Mélancolie souveraine et odyssée cinématographique, Arman Méliès réussit un disque d’orfèvre à la beauté glacée.


Entamer une chronique du troisième album d’Arman Méliès alors qu’il fait soleil dehors et que les bleus viennent d’éliminer les joueurs de la Seleçao en quart de finale de la Coupe du Monde, pourrait revenir à s’infliger des tortures volontaires ! En apparence seulement, car s’il est vrai que son univers feutré tranche radicalement avec l’exubérance et la liesse de ces derniers jours, il s’avère être un compagnon de route idéal pendant les heures creuses, celles passées à ranger son appartement ou à rêvasser devant des photos de vacances. Un album à apprécier dans la quiétude du dimanche donc, quand l’esprit serein peut enfin s’attarder sur les mille nuances qui composent son ambiance clair-obscur.

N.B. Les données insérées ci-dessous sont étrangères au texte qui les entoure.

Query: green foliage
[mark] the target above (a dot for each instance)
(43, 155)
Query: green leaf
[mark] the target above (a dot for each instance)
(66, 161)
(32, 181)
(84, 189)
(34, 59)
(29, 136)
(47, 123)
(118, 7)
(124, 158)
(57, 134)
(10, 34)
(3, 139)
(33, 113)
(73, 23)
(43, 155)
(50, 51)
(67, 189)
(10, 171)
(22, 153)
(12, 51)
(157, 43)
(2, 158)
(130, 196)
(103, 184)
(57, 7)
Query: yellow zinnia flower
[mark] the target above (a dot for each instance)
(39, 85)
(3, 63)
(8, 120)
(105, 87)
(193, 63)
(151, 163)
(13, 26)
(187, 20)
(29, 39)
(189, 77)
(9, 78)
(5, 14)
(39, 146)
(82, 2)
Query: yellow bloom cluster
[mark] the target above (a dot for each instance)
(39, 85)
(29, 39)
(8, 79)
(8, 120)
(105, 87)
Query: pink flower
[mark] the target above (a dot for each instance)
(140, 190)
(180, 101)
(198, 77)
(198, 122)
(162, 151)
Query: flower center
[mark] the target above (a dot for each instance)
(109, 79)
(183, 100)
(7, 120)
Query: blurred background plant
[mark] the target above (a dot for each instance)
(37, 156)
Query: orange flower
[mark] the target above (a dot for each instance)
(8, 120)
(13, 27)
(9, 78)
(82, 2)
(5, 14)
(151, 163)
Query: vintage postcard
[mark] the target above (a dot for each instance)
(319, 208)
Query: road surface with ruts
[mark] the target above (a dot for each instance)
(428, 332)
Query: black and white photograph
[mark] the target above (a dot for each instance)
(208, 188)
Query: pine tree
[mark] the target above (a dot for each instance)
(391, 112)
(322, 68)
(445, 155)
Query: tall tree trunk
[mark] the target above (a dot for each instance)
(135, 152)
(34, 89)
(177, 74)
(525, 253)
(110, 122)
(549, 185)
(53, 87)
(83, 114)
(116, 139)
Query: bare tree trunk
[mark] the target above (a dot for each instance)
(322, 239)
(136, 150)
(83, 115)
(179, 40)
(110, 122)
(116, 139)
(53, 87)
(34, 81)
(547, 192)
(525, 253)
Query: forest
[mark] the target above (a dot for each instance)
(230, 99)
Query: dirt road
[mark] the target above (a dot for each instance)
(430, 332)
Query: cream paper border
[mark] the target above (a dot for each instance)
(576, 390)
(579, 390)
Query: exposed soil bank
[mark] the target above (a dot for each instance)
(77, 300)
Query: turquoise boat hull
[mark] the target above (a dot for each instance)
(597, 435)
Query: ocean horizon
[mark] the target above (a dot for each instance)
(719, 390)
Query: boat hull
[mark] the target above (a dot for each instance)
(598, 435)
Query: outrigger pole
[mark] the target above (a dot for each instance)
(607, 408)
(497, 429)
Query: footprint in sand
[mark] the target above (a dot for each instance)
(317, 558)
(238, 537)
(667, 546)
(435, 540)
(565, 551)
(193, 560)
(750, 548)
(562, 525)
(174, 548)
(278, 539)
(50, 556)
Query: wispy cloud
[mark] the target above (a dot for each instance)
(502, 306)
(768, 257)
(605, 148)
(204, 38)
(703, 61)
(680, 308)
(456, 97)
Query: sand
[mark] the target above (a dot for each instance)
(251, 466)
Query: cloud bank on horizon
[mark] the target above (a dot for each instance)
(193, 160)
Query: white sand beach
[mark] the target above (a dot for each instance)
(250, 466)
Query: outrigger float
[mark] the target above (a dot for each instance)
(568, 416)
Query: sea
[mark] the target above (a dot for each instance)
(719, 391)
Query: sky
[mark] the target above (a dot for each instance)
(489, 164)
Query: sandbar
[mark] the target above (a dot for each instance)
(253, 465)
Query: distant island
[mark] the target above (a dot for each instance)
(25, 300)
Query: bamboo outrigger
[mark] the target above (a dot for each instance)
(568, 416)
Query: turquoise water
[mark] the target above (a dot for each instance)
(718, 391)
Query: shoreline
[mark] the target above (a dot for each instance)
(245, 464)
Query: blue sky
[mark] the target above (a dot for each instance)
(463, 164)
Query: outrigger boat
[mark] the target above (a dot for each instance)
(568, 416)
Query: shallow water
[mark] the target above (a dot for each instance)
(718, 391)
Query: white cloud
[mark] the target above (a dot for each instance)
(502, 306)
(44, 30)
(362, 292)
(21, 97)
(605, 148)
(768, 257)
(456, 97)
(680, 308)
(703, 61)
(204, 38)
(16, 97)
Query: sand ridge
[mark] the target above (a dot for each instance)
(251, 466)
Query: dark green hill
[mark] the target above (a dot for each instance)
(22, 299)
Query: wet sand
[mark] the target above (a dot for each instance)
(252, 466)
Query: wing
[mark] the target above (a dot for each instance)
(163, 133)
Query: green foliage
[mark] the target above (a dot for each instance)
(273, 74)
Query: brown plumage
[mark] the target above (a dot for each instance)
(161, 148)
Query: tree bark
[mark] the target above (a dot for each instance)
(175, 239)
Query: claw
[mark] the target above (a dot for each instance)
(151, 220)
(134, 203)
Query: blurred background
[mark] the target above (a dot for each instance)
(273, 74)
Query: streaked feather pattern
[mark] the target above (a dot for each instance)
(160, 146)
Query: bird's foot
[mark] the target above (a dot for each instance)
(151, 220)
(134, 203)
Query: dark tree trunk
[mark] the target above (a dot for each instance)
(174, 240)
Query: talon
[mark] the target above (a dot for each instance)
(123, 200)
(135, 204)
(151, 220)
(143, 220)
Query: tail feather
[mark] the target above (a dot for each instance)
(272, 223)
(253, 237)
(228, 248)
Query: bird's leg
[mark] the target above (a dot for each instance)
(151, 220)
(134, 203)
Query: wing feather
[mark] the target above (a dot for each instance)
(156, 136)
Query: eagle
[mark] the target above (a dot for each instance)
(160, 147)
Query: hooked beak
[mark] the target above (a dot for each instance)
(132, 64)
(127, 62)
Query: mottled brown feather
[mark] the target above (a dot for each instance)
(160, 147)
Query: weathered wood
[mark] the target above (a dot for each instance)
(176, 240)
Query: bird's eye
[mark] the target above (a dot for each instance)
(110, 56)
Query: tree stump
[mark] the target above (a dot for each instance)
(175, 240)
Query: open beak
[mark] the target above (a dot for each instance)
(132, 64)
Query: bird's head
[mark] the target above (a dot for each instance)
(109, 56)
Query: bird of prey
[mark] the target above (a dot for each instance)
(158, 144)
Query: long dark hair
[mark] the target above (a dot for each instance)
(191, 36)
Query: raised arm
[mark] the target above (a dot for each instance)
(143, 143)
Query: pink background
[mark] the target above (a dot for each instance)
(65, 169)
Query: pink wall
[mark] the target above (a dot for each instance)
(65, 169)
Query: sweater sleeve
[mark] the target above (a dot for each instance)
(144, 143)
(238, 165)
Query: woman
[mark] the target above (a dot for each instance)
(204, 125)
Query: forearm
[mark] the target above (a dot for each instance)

Odyssée chatoyante, Les Tortures Volontaires consacrent l’écriture d’un songwriter magicien ayant digéré les influences indie-rock de son ex-groupe eNola pour aller flirter seul vers la pop, voire le post-rock orchestral où les arrangements millimétrés et les déploiements crescendo finissent par donner le vertige comme chez Mercury Rev ou Lambchop. Pourtant, loin de s’enfermer dans le format « symphonie pop miniature », Arman Méliès préfère suivre une narration plus cinématographique. Derrière des titres instrumentaux comme « Roma Troma » et plus loin « Le retour des caravelles » qui rappellent le chabadabada d’Un Homme et Une Femme, il y a un hommage discret aux bandes originales de Nino Rota et Ennio Morricone tout comme on pourrait déceler, aussi, une petite révérence face aux grands arrangeurs des années 60, Michel Legrand ou André Popp.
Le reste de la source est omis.